Travis Muller

Personal information
- Born: 4 March 1993 (age 33) Cape Town, Cape Province, South Africa
- Batting: Right-handed
- Bowling: Right-arm fast-medium
- Role: All-rounder

Domestic team information
- 2011/12–2016/17: Western Province
- 2013/14–2014/15: Cape Cobras
- 2017/18: Wellington
- 2019/20–2024/25: Otago
- FC debut: 16 February 2012 Western Province v Namibia
- LA debut: 11 March 2012 Western Province v Eastern Province

Career statistics
| Competition | FC | LA | T20 |
| Matches | 76 | 33 | 20 |
| Runs scored | 1,358 | 210 | 40 |
| Batting average | 20.26 | 15.00 | 6.66 |
| 100s/50s | 0/3 | 0/1 | 0/0 |
| Top score | 71 | 54* | 17* |
| Balls bowled | 10,211 | 1,321 | 308 |
| Wickets | 200 | 31 | 19 |
| Bowling average | 29.56 | 38.45 | 23.68 |
| 5 wickets in innings | 7 | 1 | 0 |
| 10 wickets in match | 0 | 0 | 0 |
| Best bowling | 6/52 | 5/34 | 3/33 |
| Catches/stumpings | 28/– | 8/– | 5/– |
- Source: CricInfo, 9 April 2025

= Travis Muller =

South African cricketer (born 1993)

Travis Muller (born 4 March 1993) is a South African cricketer who now lives in New Zealand.

Muller bowls right-arm fast and is a tail-end batsman.
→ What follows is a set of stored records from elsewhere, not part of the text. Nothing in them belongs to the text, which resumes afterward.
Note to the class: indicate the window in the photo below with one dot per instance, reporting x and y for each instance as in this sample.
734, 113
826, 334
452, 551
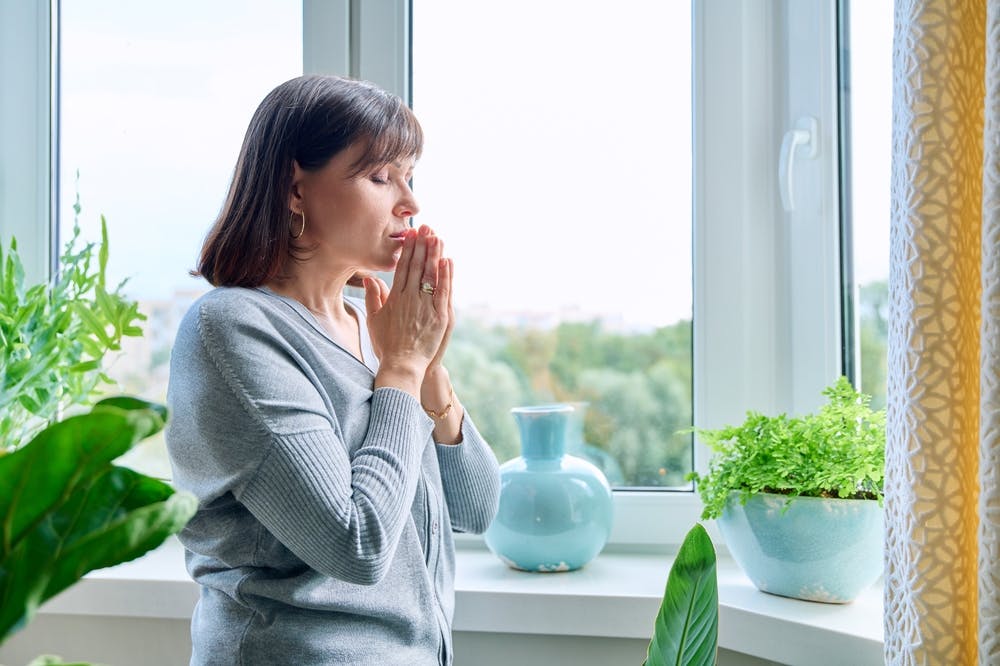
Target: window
761, 287
869, 26
559, 175
155, 99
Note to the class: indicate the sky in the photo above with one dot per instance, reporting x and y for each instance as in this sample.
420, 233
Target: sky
557, 169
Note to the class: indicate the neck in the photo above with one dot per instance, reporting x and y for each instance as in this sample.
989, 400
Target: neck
321, 292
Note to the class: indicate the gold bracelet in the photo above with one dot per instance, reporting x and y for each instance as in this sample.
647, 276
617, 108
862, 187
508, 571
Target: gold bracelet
444, 412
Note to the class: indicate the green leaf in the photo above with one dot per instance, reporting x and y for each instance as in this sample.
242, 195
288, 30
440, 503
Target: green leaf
52, 660
686, 631
102, 257
70, 510
40, 476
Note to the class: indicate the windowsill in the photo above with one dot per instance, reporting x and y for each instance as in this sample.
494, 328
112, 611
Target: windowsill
616, 595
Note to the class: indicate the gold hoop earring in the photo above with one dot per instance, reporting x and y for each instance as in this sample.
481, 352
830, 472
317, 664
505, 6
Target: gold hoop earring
302, 229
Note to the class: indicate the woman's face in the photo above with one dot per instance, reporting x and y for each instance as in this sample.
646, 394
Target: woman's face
355, 222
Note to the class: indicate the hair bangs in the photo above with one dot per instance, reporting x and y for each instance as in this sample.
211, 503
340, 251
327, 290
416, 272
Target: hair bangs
389, 138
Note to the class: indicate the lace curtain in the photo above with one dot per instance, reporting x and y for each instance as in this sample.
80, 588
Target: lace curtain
942, 598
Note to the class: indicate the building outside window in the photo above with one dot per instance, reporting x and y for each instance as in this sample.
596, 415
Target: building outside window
607, 183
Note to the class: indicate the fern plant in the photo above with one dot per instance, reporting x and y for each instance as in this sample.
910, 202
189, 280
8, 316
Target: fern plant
837, 452
55, 336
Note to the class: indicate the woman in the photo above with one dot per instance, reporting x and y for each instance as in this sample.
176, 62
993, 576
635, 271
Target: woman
329, 453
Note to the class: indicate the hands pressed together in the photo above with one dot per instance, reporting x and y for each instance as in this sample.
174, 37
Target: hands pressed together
410, 326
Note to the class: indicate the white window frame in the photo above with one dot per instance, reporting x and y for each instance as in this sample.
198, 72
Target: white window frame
766, 284
28, 127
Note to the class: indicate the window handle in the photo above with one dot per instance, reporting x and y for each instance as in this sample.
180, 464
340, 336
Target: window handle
806, 133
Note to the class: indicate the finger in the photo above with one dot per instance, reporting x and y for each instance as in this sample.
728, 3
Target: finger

He signed a semi-pro contract with the Cape Cobras at the start of the 2012/13 season. He represented the South Africa Under-19 cricket team in early 2012 with limited success. He was included in the Western Province cricket team for the 2015 Africa T20 Cup.

Muller now lives in New Zealand, where he plays for Otago. In 2018 he signed a declaration of intent to play for New Zealand. On 1 December 2020, in round two of the 2020–21 Ford Trophy, Muller took his first five-wicket haul in List A cricket.